Whilst Richard combined teaching with his new public duties, Mary bore her fifth baby, Alfred Ebenezer, on July 5th, 1809. He was baptised at Heathfield and so, too, was Simon Peter, born on December 23rd, 1810.

Richard had much with which to keep his mind occupied: his public duties; his school, for which he never seems to have experienced difficulties in finding pupils; his garden, whose fruit and vegetables were an essential part of any countryman’s income; surveying and map-making, which he was teaching himself; sketching and decorative lettering; reading; and smoking his pipe, which he did not renounce for another ten years. Meanwhile Mary coped with the housework, the laundry, the cooking and the care of three young children. Like any other lower-middle class housewife of her day, she wanted a servant.

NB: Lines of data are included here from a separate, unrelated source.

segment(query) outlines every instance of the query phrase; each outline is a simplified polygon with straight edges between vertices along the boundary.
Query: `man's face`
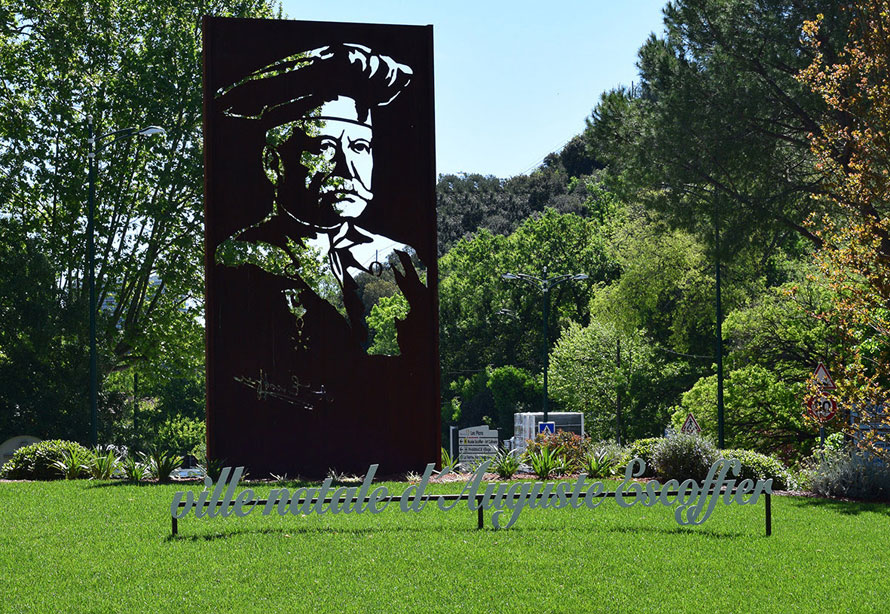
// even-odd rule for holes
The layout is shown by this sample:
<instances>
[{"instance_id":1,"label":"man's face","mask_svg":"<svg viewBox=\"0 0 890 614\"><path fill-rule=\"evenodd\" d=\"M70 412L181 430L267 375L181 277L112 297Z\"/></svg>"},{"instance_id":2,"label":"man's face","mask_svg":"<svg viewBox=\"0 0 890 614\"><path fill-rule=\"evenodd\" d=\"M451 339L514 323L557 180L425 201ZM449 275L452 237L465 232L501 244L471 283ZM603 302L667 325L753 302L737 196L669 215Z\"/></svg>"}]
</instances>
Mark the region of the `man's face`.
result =
<instances>
[{"instance_id":1,"label":"man's face","mask_svg":"<svg viewBox=\"0 0 890 614\"><path fill-rule=\"evenodd\" d=\"M317 170L307 177L307 183L318 186L322 200L332 204L341 217L358 217L374 197L370 117L366 123L360 122L355 101L345 97L325 104L321 117L324 119L316 136L320 159L315 161Z\"/></svg>"}]
</instances>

The Chiddingly Vestry had a near inexhaustible supply of these – its pauper children.Some of these it lodged in the parish Poor House; others it “put out” to various householders as servants, or, more rarely, as apprentices to the age of 21. Each householder accepting a parish child received an agreed amount for board, lodging and clothing. The system had been in operation since at least 1769, the number of children “put out” varying as the local economy boomed or sagged and the number of paupers increased or decreased proportionately. From 1800 to 1808 the average of children “put out” annually was 9.5. 1808 was a “bad” year with thirteen children “put out”, but worse was to follow. In 1809 the number was sixteen; in 1810, nineteen; in 1811, sixteen. In 1812 the Vestry was still hard pressed, with at least fourteen children to “put out”, and for the first time it turned to Richard Lower. In January or February of that year the Assistant Overseers, the two officers nominated by the Vestry but appointed by the Justices to serve for one year, arranged with Richard for him to board Elizabeth Deacon for twelve months as from March 25th. Elizabeth was twelve years old.

Then, it seems, came the first recorded friction betweenRichard Lower and the Chiddingly Vestry, for something upset either the Overseers or the Vestry as such. In the Chiddingly“Register of Children Put Out”, the agreement was first written as “Elizabeth Deacon put out to Richard Lower from the 25th March 1812 to the 25th March 1813 and he is to have 1/- pr. wk with her and the Parish to cloathe her.” Then someone crossed out the last five words – “the Parish to cloathe her” – drew a line across the page and underneath wrote “Richard Lower to cloathe her for the whole year for £2, which he has to take.”

“Which he has to take”! Those words suggest the conclusion of an acrimonious argument. Probably Richard’s attitude added to the acrimony. He was better educated than most, probably all, of the Vestry’s members; his tongue could be sharp and sarcastic; and he was a Dissenter, who did not worship at the parish church. It sounds as though someone, metaphorically at least, ended the argument by shaking his fist under Richard’s nose, saying “your wife wants a servant. All right, take it or leave it!” Richard took it.